After decades of drowning out the fear and grief, confronting it opens up more options. I can ask questions. I can listen to someone without immediately thinking “Fuck, what does this mean to me? Am I in danger?”
But it’s going to take time for this to be natural. Right now it feels alien and uncomfortable. But the world feels slower somehow. I can take in the beauty of the world because I’m not constantly scanning the horizon for danger.
As I was working on repairing the unhappiness in my life years ago, I blamed two culprits: my marriage and my physical health. I thought that if I could just fix those two things, I’d be a happy person. And I wasn’t completely wrong. Fixing those things did make me significantly happier and it lasted for a long time. But there was one more piece to the puzzle that I forgot about: my anxiety.
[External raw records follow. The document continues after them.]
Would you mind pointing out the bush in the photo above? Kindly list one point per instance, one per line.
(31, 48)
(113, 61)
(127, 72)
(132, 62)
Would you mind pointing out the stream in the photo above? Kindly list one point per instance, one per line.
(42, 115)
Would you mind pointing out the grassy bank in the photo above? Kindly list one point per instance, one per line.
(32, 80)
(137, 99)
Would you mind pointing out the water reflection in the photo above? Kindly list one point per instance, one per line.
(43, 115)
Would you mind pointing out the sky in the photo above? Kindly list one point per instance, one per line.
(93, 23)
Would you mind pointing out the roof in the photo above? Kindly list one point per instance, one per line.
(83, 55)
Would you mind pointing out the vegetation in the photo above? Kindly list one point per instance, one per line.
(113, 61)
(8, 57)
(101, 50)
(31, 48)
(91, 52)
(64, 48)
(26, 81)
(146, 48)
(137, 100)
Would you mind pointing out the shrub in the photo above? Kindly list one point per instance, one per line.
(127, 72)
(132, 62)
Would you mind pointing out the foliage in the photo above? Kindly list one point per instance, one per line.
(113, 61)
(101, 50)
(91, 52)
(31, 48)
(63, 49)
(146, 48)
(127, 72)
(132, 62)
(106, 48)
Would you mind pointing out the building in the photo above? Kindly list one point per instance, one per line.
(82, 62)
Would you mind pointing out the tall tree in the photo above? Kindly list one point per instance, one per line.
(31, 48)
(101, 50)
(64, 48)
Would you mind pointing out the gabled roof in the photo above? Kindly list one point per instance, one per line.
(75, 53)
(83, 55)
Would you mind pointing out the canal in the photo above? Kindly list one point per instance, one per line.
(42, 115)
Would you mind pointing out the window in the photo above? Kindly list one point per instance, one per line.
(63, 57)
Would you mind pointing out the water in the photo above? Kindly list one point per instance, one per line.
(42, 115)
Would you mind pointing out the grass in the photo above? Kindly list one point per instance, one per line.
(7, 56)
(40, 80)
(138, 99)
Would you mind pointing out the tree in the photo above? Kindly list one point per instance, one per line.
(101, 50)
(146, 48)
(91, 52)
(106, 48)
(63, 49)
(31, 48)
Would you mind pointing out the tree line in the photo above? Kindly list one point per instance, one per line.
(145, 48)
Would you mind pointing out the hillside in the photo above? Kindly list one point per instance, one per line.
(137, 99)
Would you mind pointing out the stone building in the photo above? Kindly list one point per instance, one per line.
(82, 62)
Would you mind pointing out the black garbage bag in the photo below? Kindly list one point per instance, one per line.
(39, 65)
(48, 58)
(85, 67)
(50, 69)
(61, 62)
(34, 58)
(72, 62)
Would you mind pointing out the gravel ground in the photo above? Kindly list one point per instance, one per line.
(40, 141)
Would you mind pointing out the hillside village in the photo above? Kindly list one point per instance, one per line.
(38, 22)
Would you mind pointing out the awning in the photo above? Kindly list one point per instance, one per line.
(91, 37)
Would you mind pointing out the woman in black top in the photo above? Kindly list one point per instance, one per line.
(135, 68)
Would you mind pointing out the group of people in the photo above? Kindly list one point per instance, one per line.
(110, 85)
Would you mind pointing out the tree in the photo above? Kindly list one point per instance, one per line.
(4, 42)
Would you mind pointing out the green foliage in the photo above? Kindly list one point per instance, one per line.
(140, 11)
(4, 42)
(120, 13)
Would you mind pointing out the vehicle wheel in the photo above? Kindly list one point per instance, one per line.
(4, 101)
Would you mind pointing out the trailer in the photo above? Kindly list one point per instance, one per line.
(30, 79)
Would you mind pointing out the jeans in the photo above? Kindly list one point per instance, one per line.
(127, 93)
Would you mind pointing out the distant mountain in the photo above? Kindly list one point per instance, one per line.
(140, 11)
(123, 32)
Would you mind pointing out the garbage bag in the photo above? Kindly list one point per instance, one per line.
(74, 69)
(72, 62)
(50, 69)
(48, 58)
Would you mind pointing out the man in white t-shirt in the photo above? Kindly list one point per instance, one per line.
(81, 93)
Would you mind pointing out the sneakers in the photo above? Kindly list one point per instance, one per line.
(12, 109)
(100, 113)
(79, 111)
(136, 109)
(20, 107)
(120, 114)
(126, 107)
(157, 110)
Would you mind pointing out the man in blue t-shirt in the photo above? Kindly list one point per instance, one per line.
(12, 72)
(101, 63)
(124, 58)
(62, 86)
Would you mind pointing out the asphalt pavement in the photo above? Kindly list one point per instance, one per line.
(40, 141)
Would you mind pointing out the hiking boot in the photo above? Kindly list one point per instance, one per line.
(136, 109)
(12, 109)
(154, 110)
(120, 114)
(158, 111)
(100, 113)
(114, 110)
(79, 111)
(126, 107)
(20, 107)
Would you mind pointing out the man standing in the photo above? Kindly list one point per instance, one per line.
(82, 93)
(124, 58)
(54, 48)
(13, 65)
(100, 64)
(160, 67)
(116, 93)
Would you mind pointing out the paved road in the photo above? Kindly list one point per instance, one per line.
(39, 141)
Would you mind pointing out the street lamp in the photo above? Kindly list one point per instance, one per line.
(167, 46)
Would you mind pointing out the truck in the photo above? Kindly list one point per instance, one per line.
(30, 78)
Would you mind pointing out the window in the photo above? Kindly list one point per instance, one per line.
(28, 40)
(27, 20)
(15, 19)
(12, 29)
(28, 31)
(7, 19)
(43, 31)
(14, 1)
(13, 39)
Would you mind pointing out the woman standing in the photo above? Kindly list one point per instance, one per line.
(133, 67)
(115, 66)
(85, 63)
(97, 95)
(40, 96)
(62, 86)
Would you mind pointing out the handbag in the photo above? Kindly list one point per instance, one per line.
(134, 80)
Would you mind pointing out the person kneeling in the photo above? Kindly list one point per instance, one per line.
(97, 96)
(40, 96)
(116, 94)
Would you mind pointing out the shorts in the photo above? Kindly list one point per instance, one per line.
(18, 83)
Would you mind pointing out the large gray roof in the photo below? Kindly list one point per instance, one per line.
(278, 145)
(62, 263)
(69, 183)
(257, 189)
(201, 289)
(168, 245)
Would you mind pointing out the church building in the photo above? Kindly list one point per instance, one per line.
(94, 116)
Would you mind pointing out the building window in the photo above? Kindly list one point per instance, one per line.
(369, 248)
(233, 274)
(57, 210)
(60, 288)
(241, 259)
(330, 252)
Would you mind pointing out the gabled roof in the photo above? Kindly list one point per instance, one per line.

I’d gotten so practiced at drowning it out, that I sometimes convinced myself I was cured. Now that I’m facing this dickhead dragon and steadily shrinking it down, I don’t know that I’ll ever be able to shrink it completely away. I think this is going to take daily vigilance and attention because inattention is where the dragon grows. When I stop putting myself first. When I deny my emotions. When I avoid pain. That’s where the shadows are and anxiety dragons can only really grow in darkness.
To be honest, I’m a little afraid of how much work this is going to take. But I’m always a little afraid, so it’s not that surprising. But each day the work feels a little less like work and a little more like practice. As a musician and a writer, I’m comfortable with daily practice. It’s how you get good at something. So, I’m trying to reframe this as practicing to be a person who isn’t afraid all the time. So far, it’s really just a quick check-in with my emotional state, “Hey there, little emotion, where are you coming from?” So far, the answer has mostly started with “I’m afraid.” But there have been a few conversations that began with “I’m angry” or “I’m tired” or “I could really use a snack,” and that gives me hope.
Self-help gurus have long said that small changes make big differences. I’ve always thought that was bullshit. Big changes make big differences… duh. And I’ve made some doozies in my life. Ironically, I’m less afraid of completely burning down my world and building a new one than doing something small every day to fix the problem. After years of stubbornly refusing to try the small change thing, I’m trying it now. Because this is not something that can be resolved by a big external change. Believe me, I’ve tried.
Everything is change. It is the one thing we can always count on. Nothing we have today will be exactly the same tomorrow. The trick is to make sure you’re changing for the better.